If all of the Western swim team were drowning in a pool, which one of your teammates would you save?
They’re swimmers, they should be able to save themselves. I couldn’t name a person. But if I think of a name, I’ll get back to you [laughs].

Why do you choose to come to Western?
I’m from London and the head of my London swim team is also Western’s coach. So that was a big thing for me because I like training for Paul [Midgley]. He’s been working with me for a while and I wanted to continue swimming for him. I also like the science program at Western. I wanted to stay in Canada and was looking at schools that had a good swim team and good academic programs. It was between the University of Toronto and Western. Western won.

Would you rather swim in a lake, a pool, or an ocean? Why?
The ocean, but not for competing. I’m from South Africa so when I was younger, we would go to the ocean and swim. I love the waves.

Bikini or one piece?
It depends on what I’m doing. If I were going to the beach I wouldn’t wear a one piece. But when we see people come to the pool in bikinis, we tend to make fun of them. So, for swimming, one piece.

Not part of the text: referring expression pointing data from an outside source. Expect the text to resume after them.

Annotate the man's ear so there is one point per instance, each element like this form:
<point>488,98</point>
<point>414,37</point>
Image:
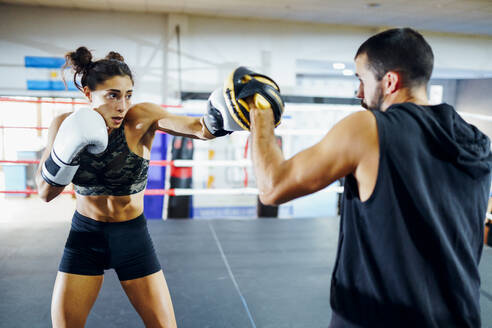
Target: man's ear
<point>391,82</point>
<point>87,93</point>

For the beach and social purposes, two piece.

What are the pros and cons of being a rookie?
A rookie doesn’t really know the team as well, so you have to get to know all the swimmers and your team. You have to learn how they approach and handle meets and how they bond as a team. The pro is that people tend to look out for you more.

Do you have any pre-meet rituals?
Before a big meet, the Western team has pasta parties.

What is the most embarrassing thing that’s ever happened to you while swimming?
When we’re competing, we wear race suits and they’re pretty tight. One of my suits had a hole in it and because the suit is so tight, every time I moved the hole got bigger.

Describe a typical day in the life of a swimmer.
Eat, sleep, and swim. We train eight times a week. So it’s practice every morning at 5:30 a.m. Then I eat, go to school for the day, go back to practice, eat, do homework, and go to sleep. It’s hard to explain to another person why we do it. Sometimes we don’t even know why. But it just becomes such a huge part of your life.